Before I was, I was loved.
So I was, then I was.
And that is why I was.
Because I was wanted, so I was.
I was done.
Because another wanted me, because another loved me.
I was called to life.
Before being me, He wanted me.
Because He loved me first, because He wanted me first.
So I was.

It doesn’t matter if I came from clay,
from a rib or a log of pine wood.
It doesn’t matter if were many years
and millennia and millions of eras
that made me woman coming from nothing,
working on genes and weird concoctions
of each organic complexity.
I took shape from a log of flesh, from
useless masses of flesh.

In a womb: there my body took shape.
Then they added my arms and my legs.
Into me
life was breathed: I had
without merit both words and a conscience.
I went out in the world in tears cry
And I moved to that breast and then
I had word and my skills as a girl.
Often I was just as a pastime,
like a puppet incapable of love.
Non capable of both good and beauty.
Anyway all this was not enough.
I was given a human conscience.
I was given my freedom.
Without merit, free gift,
after being I had everything.
I was made and I was similar
to the daughter He wanted.

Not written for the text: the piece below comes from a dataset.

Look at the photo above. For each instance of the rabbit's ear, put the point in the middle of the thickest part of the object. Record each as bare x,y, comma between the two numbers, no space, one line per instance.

I was
so a daughter.
I was free: as an angel on Earth.
I was almost an angel on Earth.

But I chose pride as my interest
therefore malice and almost bad conscience
did want me free from all needful ties.
And he was so freed from each my bond,
no longer I was daughter yet
only enough for mymself.
I rejected my daughterhood, so
choosing my freedom flawed
like Eve did.
Because always sin is the same thing:
make myself as god and then trust it;
then I lost daughterhood.
I denied my true nature.
I only wanted to be myself.
I, a creature, wanted to be as if
I were made by myself,
an illusion that always can grip
in mankind
each afflatus to freedom in men.
And in women.
I, a creature, made me as my god.
I became my own father, my god.
So did Eve and do after her
every daughter of Eve.
So did Adam and all his poor race.

It doesn’t matter if I came from clay,
from a rib or a log of pine wood.
It doesn’t matter if were many years
and millennia and millions of eras
that made me woman coming from nothing,
working on genes and weird concoctions
of each organic complexity.
I took shape from a log of flesh, from
useless masses of flesh.

I, creature, made me as my god.
I made me as my father, my god.
I made me as my mother, my god.
I made myself my own only god.

to be continued …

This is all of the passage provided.